Granting it was an accident, stonewalling the police makes no sense. How tough was that interrogation going to be? “Uh, good evening, Mr. Vice President Cheney, sir, your honor. Um, did you—sorry, what I mean to say is you didn’t shoot that old gentleman on purpose there, did you? No? I sure am glad to hear that. I didn’t think you would, but it bein’ my job and all, you know how it is. I think that’s enough for tonight. I’ll just mosey back on down to the office and not talk to any of them al-Qaedas on the phone.” They had to get their story straight for that?

Speaking to the press on Wednesday, Cheney said he thought it was better for his host to notify the press because it would be important to get “as accurate a story as possible from somebody who knew and understood hunting.” Where was Cheney when it happened, having a few laughs over the newest round of Abu Ghraib photos? Cheney didn’t have anything to say because, “The accuracy was enormously important. I had no press person with me.” The man a heartbeat away from being president needed a media adviser to tell him what he just did, which, by the way, happened to be shooting someone?

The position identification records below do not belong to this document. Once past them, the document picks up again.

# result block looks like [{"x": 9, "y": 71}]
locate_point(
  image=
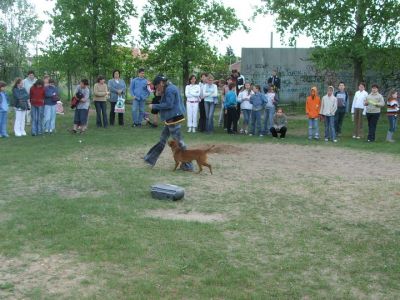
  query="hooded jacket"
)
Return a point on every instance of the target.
[{"x": 313, "y": 105}]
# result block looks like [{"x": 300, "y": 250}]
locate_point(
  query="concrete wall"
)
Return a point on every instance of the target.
[{"x": 298, "y": 74}]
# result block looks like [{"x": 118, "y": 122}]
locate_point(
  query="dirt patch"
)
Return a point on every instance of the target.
[
  {"x": 173, "y": 214},
  {"x": 57, "y": 275}
]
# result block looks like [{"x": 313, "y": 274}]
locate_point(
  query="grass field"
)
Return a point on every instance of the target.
[{"x": 288, "y": 219}]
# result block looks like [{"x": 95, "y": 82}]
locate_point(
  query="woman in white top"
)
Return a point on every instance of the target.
[
  {"x": 192, "y": 93},
  {"x": 245, "y": 106},
  {"x": 210, "y": 93}
]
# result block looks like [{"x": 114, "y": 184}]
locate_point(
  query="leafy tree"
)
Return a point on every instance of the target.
[
  {"x": 345, "y": 29},
  {"x": 179, "y": 31},
  {"x": 19, "y": 26},
  {"x": 86, "y": 33}
]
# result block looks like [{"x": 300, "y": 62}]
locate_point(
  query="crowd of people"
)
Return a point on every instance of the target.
[{"x": 245, "y": 108}]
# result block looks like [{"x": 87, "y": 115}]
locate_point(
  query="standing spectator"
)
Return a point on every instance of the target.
[
  {"x": 245, "y": 106},
  {"x": 258, "y": 100},
  {"x": 117, "y": 88},
  {"x": 328, "y": 110},
  {"x": 50, "y": 100},
  {"x": 313, "y": 106},
  {"x": 21, "y": 105},
  {"x": 172, "y": 112},
  {"x": 100, "y": 93},
  {"x": 274, "y": 81},
  {"x": 3, "y": 110},
  {"x": 269, "y": 114},
  {"x": 230, "y": 103},
  {"x": 28, "y": 83},
  {"x": 343, "y": 98},
  {"x": 81, "y": 111},
  {"x": 357, "y": 110},
  {"x": 37, "y": 95},
  {"x": 140, "y": 93},
  {"x": 202, "y": 109},
  {"x": 373, "y": 105},
  {"x": 279, "y": 124},
  {"x": 192, "y": 92},
  {"x": 392, "y": 113},
  {"x": 210, "y": 93}
]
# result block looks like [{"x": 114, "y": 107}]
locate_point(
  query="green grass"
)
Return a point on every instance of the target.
[{"x": 81, "y": 201}]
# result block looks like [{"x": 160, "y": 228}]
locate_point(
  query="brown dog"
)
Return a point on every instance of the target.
[{"x": 184, "y": 156}]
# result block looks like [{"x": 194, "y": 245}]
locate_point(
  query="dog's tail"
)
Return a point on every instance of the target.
[{"x": 210, "y": 148}]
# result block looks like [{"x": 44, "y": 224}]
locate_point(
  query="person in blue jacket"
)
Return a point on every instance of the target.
[
  {"x": 140, "y": 92},
  {"x": 172, "y": 111}
]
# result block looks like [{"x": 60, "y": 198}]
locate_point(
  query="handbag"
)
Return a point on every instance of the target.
[{"x": 120, "y": 105}]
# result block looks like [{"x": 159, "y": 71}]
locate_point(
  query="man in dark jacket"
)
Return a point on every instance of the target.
[{"x": 172, "y": 112}]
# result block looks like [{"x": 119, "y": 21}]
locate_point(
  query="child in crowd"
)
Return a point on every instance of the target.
[
  {"x": 230, "y": 103},
  {"x": 3, "y": 110},
  {"x": 279, "y": 124},
  {"x": 357, "y": 109},
  {"x": 50, "y": 102},
  {"x": 21, "y": 105},
  {"x": 192, "y": 93},
  {"x": 392, "y": 113},
  {"x": 328, "y": 110},
  {"x": 245, "y": 106},
  {"x": 272, "y": 101},
  {"x": 258, "y": 100},
  {"x": 81, "y": 111},
  {"x": 313, "y": 105},
  {"x": 37, "y": 96},
  {"x": 373, "y": 105}
]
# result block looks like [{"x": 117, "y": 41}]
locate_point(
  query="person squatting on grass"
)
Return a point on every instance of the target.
[
  {"x": 230, "y": 103},
  {"x": 343, "y": 99},
  {"x": 37, "y": 95},
  {"x": 258, "y": 100},
  {"x": 358, "y": 109},
  {"x": 392, "y": 113},
  {"x": 313, "y": 106},
  {"x": 192, "y": 93},
  {"x": 21, "y": 105},
  {"x": 279, "y": 124},
  {"x": 117, "y": 88},
  {"x": 81, "y": 112},
  {"x": 4, "y": 101},
  {"x": 50, "y": 101},
  {"x": 328, "y": 110},
  {"x": 172, "y": 112},
  {"x": 140, "y": 92},
  {"x": 373, "y": 105},
  {"x": 100, "y": 93},
  {"x": 245, "y": 106}
]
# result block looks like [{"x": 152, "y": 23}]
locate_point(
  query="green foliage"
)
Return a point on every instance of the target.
[
  {"x": 19, "y": 26},
  {"x": 346, "y": 30},
  {"x": 179, "y": 31}
]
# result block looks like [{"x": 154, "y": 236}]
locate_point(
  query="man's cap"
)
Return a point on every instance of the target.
[{"x": 159, "y": 78}]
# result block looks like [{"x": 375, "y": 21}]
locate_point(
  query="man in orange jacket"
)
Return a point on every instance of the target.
[{"x": 313, "y": 106}]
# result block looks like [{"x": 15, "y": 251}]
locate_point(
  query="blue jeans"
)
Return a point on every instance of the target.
[
  {"x": 154, "y": 153},
  {"x": 210, "y": 107},
  {"x": 313, "y": 128},
  {"x": 3, "y": 123},
  {"x": 330, "y": 127},
  {"x": 256, "y": 121},
  {"x": 392, "y": 123},
  {"x": 49, "y": 117},
  {"x": 138, "y": 111},
  {"x": 268, "y": 119},
  {"x": 37, "y": 119},
  {"x": 246, "y": 116}
]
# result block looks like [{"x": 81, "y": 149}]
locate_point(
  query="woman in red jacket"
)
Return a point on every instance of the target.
[{"x": 37, "y": 107}]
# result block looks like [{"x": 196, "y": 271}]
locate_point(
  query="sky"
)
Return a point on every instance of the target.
[{"x": 259, "y": 35}]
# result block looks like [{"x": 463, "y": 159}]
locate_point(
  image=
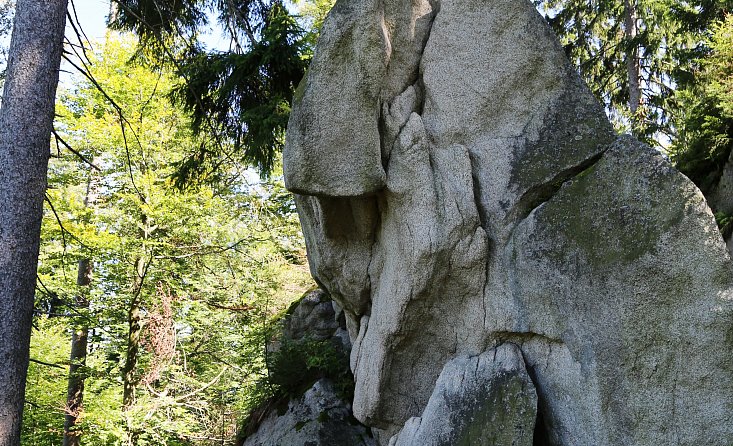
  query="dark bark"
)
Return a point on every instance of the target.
[{"x": 26, "y": 119}]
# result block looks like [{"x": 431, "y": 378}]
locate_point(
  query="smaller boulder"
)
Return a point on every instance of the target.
[{"x": 487, "y": 399}]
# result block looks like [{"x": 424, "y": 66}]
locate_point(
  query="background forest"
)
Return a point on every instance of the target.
[{"x": 169, "y": 247}]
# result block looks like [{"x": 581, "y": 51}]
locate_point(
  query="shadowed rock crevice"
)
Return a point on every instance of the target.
[{"x": 539, "y": 194}]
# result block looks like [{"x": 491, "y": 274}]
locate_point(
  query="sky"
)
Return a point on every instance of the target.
[{"x": 92, "y": 17}]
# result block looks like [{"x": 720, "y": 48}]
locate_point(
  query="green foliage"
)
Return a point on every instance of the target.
[
  {"x": 219, "y": 263},
  {"x": 238, "y": 101},
  {"x": 244, "y": 97},
  {"x": 706, "y": 126},
  {"x": 669, "y": 44}
]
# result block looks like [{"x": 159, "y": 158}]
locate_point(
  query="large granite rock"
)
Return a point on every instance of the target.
[
  {"x": 481, "y": 400},
  {"x": 509, "y": 211}
]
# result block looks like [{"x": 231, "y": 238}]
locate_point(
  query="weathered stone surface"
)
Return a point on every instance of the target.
[
  {"x": 314, "y": 318},
  {"x": 318, "y": 418},
  {"x": 337, "y": 106},
  {"x": 509, "y": 211},
  {"x": 480, "y": 400},
  {"x": 624, "y": 265}
]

The White House press office, which hadn’t been caught this unprepared since the last time anything newsworthy happened, uses the word “shooting” in conjunction with this about as often as Dubya uses “perspicacity” in conjunction with anything other than sweat. “Accident” is the spin du jour. It’s accurate, as far as it goes, which is about as far as you can throw Bill Bennett. It was an accidental shooting, which is different from garden variety accidents like falling off a ladder or slipping on the ice or getting love ick on some fat chick’s dress. It’s an accident when you throw a baseball to someone who isn’t paying attention and hit him in the face; it’s a shooting when you use a shotgun.

A headline earlier this week quoted a gun safety expert as saying Cheney violated the first precept of gun safety. I didn’t read the article, but I could guess that rule might be “Don’t shoot your partner.” Maybe Cheney’s gun safety skills would be better if his other priorities hadn’t gotten in the way of his military experience.